WHAT IS THE RULE OF LAW?
Simply stated, it is what John Adams put into the first Constitution of Massachusetts in order obtain a “government of laws and not of men.” It is the basis for our democracy and one of the primary distinguishing factors between democracies and totalitarian countries. Presidents may come and go, legislators may come and go, judges may come and go, but our government is still determined by the “Rule of Law.”
DWIGHT D. EISENHOWER
Perhaps it is my own nostalgia that leads me to “like Ike” as one of my favorite presidents. After all, his 1956 race with Richard Nixon against Adlai Stevenson and Estes Kefauver is the first presidential election I remember from “my weekly reader” in grade school!

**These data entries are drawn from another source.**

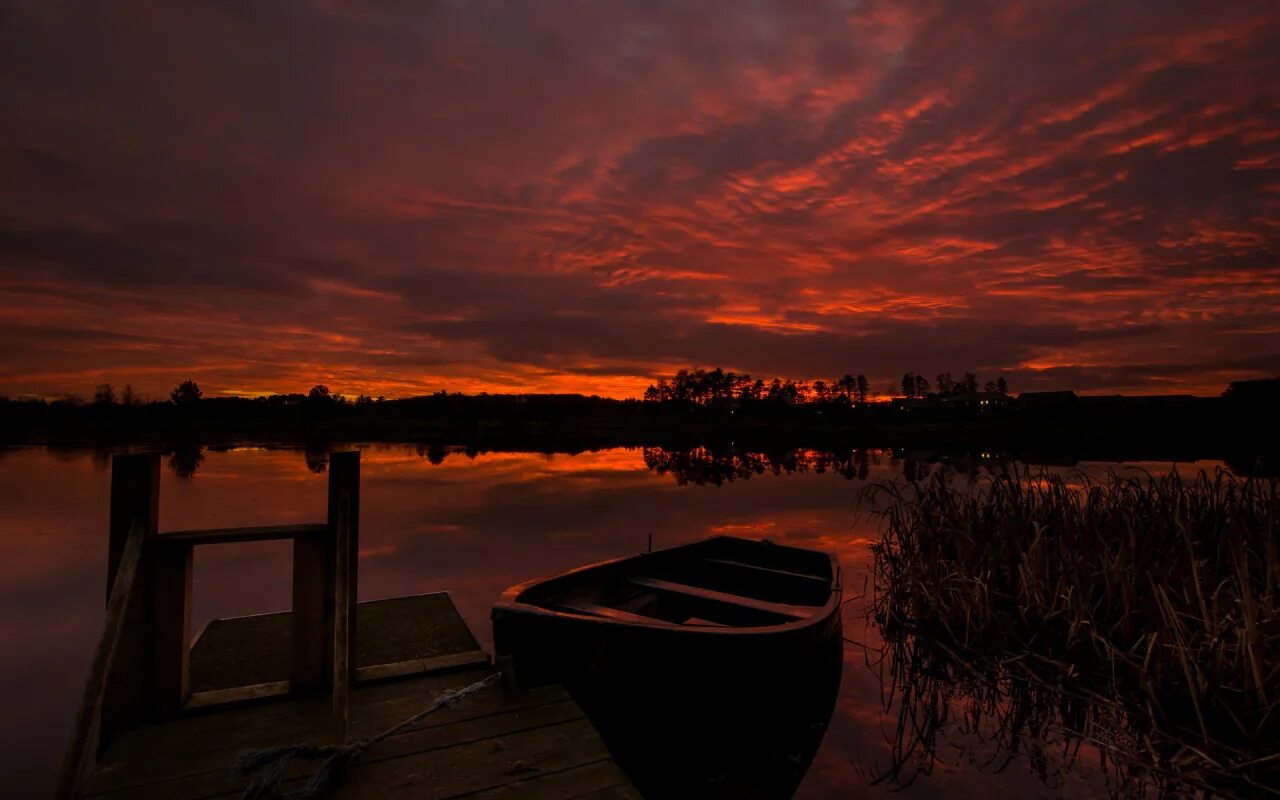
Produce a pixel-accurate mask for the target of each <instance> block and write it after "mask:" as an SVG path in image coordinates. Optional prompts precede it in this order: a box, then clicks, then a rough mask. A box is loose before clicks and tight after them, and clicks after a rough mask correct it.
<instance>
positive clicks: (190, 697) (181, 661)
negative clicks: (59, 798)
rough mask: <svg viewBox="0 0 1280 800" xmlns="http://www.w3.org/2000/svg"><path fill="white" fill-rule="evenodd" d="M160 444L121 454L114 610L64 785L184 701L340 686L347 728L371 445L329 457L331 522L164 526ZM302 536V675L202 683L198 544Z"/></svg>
mask: <svg viewBox="0 0 1280 800" xmlns="http://www.w3.org/2000/svg"><path fill="white" fill-rule="evenodd" d="M159 511H160V456H159V454H123V456H115V457H114V458H113V460H111V511H110V522H109V545H108V580H106V595H108V604H106V620H105V623H104V630H102V636H101V639H100V640H99V644H97V648H96V650H95V653H93V660H92V666H91V669H90V676H88V681H87V682H86V686H84V691H83V695H82V698H81V704H79V708H78V710H77V716H76V721H74V727H73V733H72V737H73V739H72V742H70V746H69V748H68V750H67V756H65V759H64V763H63V768H61V773H60V776H59V783H58V794H56V796H58V797H60V799H63V797H67V799H69V797H73V796H74V795H76V788H77V786H78V785H79V781H81V780H82V777H83V776H84V774H87V773H88V772H90V771H91V769H92V768H93V765H95V763H96V760H97V758H99V755H100V754H101V753H102V750H104V748H105V745H106V744H108V742H109V741H110V739H111V736H113V735H114V733H115V732H118V731H119V730H122V728H124V727H128V726H133V724H137V723H140V722H150V721H156V719H163V718H166V717H172V716H174V714H177V713H179V712H182V710H183V709H191V708H207V707H210V705H216V704H221V703H228V701H236V700H244V699H257V698H262V696H271V695H276V694H306V692H316V691H323V690H330V691H333V709H334V714H333V718H334V736H335V739H338V740H339V741H340V740H342V739H344V737H346V727H347V704H348V700H347V695H348V691H349V687H351V684H352V681H353V678H355V676H356V671H355V659H353V658H352V643H355V641H356V594H357V572H358V571H357V557H358V549H360V452H358V451H352V452H339V453H332V454H330V457H329V502H328V518H326V521H325V522H316V524H303V525H275V526H266V527H230V529H215V530H188V531H172V532H159ZM283 539H287V540H292V541H293V614H292V620H293V653H292V675H291V678H289V681H287V682H284V684H282V685H260V686H247V687H242V689H238V690H218V691H207V692H197V694H192V692H191V689H189V680H188V677H189V668H191V580H192V553H193V549H195V548H196V547H201V545H212V544H227V543H243V541H268V540H283Z"/></svg>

He was a popular president because of his plain talk, charming style, and sense of confidence. His moderate Republican policies were mid-stream and main-line Americana.
Many people look back with nostalgia for these “good old days” in the fifties, before things broke loose in the sixties. However, times really were good. Ozzie and Harriet were alive and well. Father really did know best. Families “saw the USA in a Chevrolet” with Dinah Shore.
Many believed during the tumultuous sixties that President Eisenhower had been a “do-nothing” or simply a caretaker president in an easy time. However, looking a little deeper, below the surface, at the issues that he had to deal with, we get a better sense of his abilities and why historians have now put him in the top eleven or twelve U.S. presidents.
In 1954, shortly after the civil rights movement had begun, the U.S. Supreme Court decided Brown v. Board of Education, which overturned the court’s own previous ruling in Plessy v. Ferguson, and held that separate education for blacks and whites cannot be considered equal education.
Rosa Parks rode on that bus in Montgomery, Alabama, and not in the back seat.
Martin Luther King, Jr., began his ministry and his peaceful protests.
In 1957, Congress passed and Eisenhower signed the Civil Rights Act. That same year, a constitutional crisis occurred in Little Rock, Arkansas, at Central High School. While Ike abhorred the idea of sending U.S. troops in to a U.S. city, he had the intestinal fortitude to uphold the Rule of Law and he did in fact send troops in to Little Rock to uphold the U.S. Constitution as it had been interpreted by the U.S. Supreme Court.
On September 24, 1957, the first of 52 aircraft carrying approximately 1000 troops from Fort Campbell’s 101st Airborne were dispatched to Little Rock.
President Eisenhower said at the time that “mob rule cannot be allowed to override the decision of our courts.” He continued:
Our personal opinions about the decision [Brown v. Board of Education] have no bearing on the matter of enforcement; the responsibility and authority of the Supreme Court to interpret the Constitution are very clear…. The alternative to supporting the law in such a situation is to acquiesce in anarchy, mob rule, and insipient rebellion. Such unthinkable consequences would be quite as disastrous for the South as for any other region. Ultimately, of course, such a course would destroy the nation. See letter to Senator Stennis dated October 7, 1957.
THE RULE OF LAW
This is one of the better examples in recent history of a president upholding his oath to the people of the United States in following the ideal of the Rule of Law, despite what may have been his own contrary personal beliefs. He proved that adherence to the Rule of Law expands, rather than limits, the opportunities individuals have for freedom. A viable democracy requires understanding the Rule of Law as the basis of our individual freedoms and the recognition of the individual responsibilities which those freedoms impose.
Enjoy President’s Day and enjoy the freedoms we all experience because of our nation’s Rule of Law.